Per la settima volta, l’81enne
Yoweri Museveni è stato eletto presidente dell’
Uganda. Quando arrivò formalmente al potere nel 1996, in realtà governava già da dieci anni, dopo averlo conquistato come capo della guerriglia contro i regimi di Idi Amin Dada, Milton Obote e Tito Okello. Da allora è stato rieletto senza interruzioni, favorito prima dalla reintroduzione del multipartitismo nel 2005 insieme all’abolizione del limite dei due mandati, e poi dalla cancellazione, nel 2018, del tetto dei 75 anni, superato dallo stesso Museveni l’anno successivo.
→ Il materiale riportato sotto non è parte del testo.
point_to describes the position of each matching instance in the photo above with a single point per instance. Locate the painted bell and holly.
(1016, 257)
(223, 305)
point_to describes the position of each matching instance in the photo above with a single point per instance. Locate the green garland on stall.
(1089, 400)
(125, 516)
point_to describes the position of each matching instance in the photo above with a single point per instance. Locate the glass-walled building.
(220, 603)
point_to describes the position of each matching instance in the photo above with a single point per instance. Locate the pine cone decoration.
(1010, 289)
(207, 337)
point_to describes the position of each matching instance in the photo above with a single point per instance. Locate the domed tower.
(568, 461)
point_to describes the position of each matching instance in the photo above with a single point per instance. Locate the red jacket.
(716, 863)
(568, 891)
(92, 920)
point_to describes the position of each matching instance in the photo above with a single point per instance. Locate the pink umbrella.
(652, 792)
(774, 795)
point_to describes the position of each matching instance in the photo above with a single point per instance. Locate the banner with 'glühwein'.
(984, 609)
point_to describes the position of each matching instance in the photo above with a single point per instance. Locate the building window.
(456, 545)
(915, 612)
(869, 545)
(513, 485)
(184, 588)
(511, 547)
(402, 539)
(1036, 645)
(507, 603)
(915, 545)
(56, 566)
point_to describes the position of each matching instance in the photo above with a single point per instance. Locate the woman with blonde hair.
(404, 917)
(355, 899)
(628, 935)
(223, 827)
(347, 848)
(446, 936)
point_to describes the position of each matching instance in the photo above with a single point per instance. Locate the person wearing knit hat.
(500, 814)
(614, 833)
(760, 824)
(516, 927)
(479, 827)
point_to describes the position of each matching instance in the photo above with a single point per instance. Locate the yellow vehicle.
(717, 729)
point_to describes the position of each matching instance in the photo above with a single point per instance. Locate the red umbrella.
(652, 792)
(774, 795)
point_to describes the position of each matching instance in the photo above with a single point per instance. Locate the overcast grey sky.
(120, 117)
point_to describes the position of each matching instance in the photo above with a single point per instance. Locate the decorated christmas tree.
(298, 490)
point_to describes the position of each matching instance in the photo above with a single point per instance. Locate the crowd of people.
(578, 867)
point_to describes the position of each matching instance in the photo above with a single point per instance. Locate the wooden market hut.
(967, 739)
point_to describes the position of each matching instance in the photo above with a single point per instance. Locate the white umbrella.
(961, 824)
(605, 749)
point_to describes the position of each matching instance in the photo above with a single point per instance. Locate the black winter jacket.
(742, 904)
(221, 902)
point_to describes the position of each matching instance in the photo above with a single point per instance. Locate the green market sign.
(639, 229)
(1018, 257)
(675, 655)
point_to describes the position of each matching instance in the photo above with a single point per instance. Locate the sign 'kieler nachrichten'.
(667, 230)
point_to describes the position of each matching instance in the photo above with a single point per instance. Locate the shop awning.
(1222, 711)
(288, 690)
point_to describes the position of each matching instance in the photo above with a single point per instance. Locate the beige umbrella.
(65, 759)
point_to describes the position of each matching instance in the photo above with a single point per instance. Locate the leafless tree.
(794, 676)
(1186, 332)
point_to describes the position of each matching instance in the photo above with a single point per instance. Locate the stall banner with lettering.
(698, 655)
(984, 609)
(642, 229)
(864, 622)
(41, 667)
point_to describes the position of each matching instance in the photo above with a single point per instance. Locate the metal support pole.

Anche questa volta il suo principale avversario è stato il rapper 44enne Bobi Wine, simbolo di una generazione giovane che rappresenta 30 dei 50 milioni di abitanti sotto i 30 anni e che del presidente eterno non ne può più. E come era già accaduto in passato, dopo il voto Wine è finito ai domiciliari. Nel 2021, sconfitto con il 58,38 per cento contro il 35,08, era rimasto in custodia per 12 giorni dopo una campagna elettorale segnata da arresti e proteste represse con un centinaio di morti. Questa volta, con i risultati parziali che lo danno al 19,85 per cento contro il 76,25 di Museveni, è stato nuovamente posto ai domiciliari.